It gets out of the confusion by also calling itself "Buffalo City" (it's on the Buffalo River), which is the name of the larger urban area.
Its Xhosa name is eMonti, and in Afrikaans it is Oos-Londen, and all the names are in common use.

East London in South Africa is a good deal further east on the globe, than is England's capital city :s -- concerning such names for places in our Empire, I had long felt mildly curious about Palmerston North in New Zealand: why the "North"? Googling has just revealed that it is to distinguish this Palmerston, in NZ's North Island; from a smallish town in the South Island, not far north of Dunedin: also called Palmerston (seemingly just that, not Palmerston South -- "go figure").
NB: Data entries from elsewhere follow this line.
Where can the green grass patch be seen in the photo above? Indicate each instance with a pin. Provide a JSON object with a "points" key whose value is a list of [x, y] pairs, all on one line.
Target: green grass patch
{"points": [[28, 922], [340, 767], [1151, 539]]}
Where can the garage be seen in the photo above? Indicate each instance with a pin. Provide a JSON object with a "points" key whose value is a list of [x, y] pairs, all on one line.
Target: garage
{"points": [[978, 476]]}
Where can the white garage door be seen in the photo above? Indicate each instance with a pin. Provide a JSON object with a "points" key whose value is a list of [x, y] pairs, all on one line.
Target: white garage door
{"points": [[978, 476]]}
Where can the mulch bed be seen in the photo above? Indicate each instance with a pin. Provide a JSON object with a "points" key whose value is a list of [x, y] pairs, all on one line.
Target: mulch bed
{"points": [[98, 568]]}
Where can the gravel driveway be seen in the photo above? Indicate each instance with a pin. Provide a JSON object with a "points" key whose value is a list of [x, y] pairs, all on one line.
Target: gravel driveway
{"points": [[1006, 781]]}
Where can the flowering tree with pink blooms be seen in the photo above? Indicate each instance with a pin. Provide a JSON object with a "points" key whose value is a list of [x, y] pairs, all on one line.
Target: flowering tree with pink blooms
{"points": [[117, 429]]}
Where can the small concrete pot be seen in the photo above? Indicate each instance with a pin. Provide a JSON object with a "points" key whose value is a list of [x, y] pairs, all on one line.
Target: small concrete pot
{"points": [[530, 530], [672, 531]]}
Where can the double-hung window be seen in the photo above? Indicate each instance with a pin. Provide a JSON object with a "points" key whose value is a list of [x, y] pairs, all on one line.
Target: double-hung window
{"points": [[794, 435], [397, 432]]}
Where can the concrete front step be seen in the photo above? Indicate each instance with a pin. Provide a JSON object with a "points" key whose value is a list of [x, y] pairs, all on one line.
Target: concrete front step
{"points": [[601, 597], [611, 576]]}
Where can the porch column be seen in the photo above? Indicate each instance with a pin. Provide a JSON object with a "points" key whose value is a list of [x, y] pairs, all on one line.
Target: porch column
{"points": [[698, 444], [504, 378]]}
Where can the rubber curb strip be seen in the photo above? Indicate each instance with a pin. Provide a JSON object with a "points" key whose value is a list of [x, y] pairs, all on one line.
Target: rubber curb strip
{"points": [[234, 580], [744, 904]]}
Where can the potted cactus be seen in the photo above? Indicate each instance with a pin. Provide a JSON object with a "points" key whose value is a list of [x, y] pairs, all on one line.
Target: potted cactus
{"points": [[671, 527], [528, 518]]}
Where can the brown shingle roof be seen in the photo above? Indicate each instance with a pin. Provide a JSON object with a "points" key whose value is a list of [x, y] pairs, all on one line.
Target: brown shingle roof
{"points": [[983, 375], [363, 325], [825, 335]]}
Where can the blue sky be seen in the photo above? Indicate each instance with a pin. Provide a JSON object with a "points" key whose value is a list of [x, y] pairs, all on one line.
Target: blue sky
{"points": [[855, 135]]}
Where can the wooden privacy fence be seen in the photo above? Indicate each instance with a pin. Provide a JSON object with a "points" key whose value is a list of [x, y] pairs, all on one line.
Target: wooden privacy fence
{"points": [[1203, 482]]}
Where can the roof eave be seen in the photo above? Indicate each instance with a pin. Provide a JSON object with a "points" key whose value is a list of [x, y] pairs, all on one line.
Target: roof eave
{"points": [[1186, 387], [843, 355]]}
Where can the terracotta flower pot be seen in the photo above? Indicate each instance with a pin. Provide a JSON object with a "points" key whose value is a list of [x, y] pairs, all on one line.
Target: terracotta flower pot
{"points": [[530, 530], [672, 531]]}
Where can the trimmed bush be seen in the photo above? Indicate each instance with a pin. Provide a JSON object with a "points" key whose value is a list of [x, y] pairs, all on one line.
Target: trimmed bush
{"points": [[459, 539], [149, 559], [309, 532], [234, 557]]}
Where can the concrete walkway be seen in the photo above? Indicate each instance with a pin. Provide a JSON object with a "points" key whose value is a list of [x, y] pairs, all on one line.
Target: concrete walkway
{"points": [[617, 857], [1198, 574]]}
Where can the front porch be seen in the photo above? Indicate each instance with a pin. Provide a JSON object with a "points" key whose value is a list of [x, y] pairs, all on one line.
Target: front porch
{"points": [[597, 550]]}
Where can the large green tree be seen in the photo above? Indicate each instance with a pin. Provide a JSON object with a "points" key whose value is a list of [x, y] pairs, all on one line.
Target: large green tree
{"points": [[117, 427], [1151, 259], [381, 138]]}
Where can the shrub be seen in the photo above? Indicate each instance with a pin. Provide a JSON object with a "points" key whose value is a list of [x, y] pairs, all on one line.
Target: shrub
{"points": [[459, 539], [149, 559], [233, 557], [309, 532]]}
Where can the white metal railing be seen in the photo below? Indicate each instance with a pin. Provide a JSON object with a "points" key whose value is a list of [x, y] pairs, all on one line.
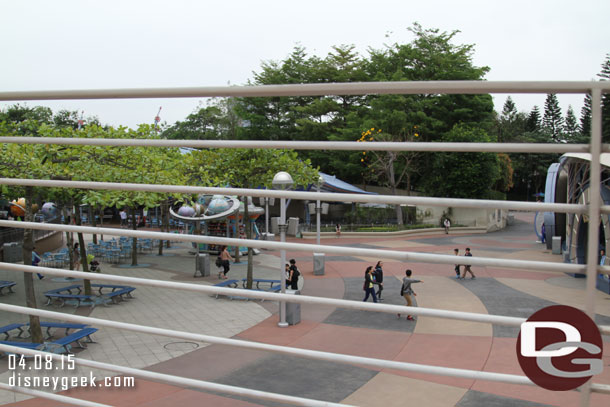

Maybe worth pointing out that the use of cardinal suffices (and others, such as 'Central') were only applied after Grouping or NationalisatioIf, say, the LNWR and MR each had a station in town 'A', then each station would just be called 'A'. But with Grouping, each would receive a suffix to distinguish, but that was only done if both stations were now in the same group. A town would still have two stations with identical names if in different 'big 4' companies. This was then changed by nationalisation; the suffices Loughborough (Midland) and Loughborough (Central)*, for example, were only added after Nationalisation.


* An example, I know they're not cardinal names...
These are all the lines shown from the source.